Sur l’intervention volontaire de la fédération Cgt
La fédération Cgt sera déboutée de sa demande de dommages et intérêts, faute de toute discrimination syndicale reconnue à l’égard de Mme [T].
Sur la demande de dommages et intérêts pour procédure abusive
La société Cercy sollicite la condamnation de Mme [T] à lui verser des dommages et intérêts estimant que Mme [T] et la fédération CGT s’obstinent dans cette procédure sans apporter le moindre élément nouveau en appel et dont ils ne pouvaient ignorer le mal fondé au regard de la motivation du jugement du conseil de prud’hommes, ce qui lui cause un préjudice, ayant du faire face à des procédures injustifiées en première instance et en appel.

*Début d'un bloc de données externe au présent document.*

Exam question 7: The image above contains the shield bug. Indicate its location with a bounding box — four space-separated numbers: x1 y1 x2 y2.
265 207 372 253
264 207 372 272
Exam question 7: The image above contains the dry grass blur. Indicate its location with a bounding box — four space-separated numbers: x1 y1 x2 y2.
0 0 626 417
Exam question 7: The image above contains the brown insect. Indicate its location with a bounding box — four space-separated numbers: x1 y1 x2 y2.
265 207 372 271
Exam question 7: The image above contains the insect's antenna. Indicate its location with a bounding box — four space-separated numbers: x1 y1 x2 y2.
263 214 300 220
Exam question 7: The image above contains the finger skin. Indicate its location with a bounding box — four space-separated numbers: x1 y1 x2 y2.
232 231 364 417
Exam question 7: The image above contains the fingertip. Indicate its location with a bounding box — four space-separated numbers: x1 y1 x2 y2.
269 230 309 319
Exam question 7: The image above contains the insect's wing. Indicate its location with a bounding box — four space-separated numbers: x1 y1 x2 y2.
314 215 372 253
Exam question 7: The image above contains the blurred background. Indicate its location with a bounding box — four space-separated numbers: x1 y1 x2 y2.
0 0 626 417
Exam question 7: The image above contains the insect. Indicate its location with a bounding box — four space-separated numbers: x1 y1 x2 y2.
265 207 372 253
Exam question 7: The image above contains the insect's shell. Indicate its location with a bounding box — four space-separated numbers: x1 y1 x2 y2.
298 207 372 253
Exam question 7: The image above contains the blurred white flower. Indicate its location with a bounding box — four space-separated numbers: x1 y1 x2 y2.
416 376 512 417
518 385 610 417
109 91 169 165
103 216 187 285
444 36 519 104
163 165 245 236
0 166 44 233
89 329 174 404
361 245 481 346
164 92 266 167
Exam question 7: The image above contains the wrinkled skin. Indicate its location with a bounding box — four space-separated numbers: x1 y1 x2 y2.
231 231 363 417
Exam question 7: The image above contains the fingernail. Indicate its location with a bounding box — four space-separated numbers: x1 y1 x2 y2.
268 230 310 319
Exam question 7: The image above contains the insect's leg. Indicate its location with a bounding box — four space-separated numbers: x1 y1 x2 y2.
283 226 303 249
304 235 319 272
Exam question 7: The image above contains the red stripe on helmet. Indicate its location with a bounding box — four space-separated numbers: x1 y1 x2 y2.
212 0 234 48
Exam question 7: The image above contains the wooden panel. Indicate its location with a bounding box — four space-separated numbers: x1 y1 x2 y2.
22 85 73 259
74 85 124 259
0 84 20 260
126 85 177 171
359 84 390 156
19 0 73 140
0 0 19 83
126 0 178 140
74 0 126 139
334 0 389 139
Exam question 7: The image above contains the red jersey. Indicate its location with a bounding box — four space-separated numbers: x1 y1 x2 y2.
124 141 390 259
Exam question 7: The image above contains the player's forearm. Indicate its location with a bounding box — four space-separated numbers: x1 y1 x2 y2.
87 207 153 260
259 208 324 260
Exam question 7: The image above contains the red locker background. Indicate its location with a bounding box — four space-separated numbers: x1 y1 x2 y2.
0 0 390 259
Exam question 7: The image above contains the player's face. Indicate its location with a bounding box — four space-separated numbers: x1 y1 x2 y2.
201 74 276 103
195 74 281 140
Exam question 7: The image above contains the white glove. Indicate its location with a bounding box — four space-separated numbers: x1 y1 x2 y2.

Mme [T] conclut à son débouté, faisant valoir que la société Cercy ne démontre pas qu’elle aurait intenté une action pour une raison autre que son espoir légitime de voir ses demandes accordées ni d’un quelconque préjudice en découlant.
***
Au cas présent, en dépit de ce que Mme [T] échoue dans le cadre de son appel, la société Cercy ne rapporte pas la preuve d’un abus de Mme [T] qui a dénoncé une discrimination syndicale, celle-ci étant libre d’exercer ses droits en justice, l’abus ne pouvant se déduire du seul échec de sa demande, alors même qu’elle n’a pas fait preuve de mauvaise foi dans sa position.
Dès lors, la société Cercy sera déboutée de sa demande à ce titre.
Sur les dépens et l’indemnité de procédure
Le jugement critiqué sera confirmé en ce qu’il statue sur les dépens et les frais irrépétibles.
Mme [T] et la Fédération Cgt des personnels du commerce, de la distribution et des services qui succombent seront condamnés aux dépens d’appel.
Il n’y a pas lieu de faire application des dispositions de l’article 700 du code de procédure civile pour la procédure d’appel.
PAR CES MOTIFS
La cour statuant par arrêt contradictoire,
Confirme le jugement déféré en toutes ses dispositions ;
Y ajoutant,
Condamne Mme [T] et la Fédération Cgt des personnels du commerce, de la distribution et des services aux dépens d’appel,
Dit n’y avoir lieu à application des dispositions de l’article 700 du code de procédure civile,
Déboute les parties du surplus de leurs demandes.
Prononcé publiquement par mise à disposition de l’arrêt au greffe de la cour, les parties en ayant été préalablement avisées dans les conditions prévues au deuxième alinéa de l’article 450 du code de procédure civile.
Signé par Monsieur Thierry CABALE, Président et par Madame Caroline CASTRO FEITOSA, greffière auquel la minute de la décision a été remise par le magistrat signataire.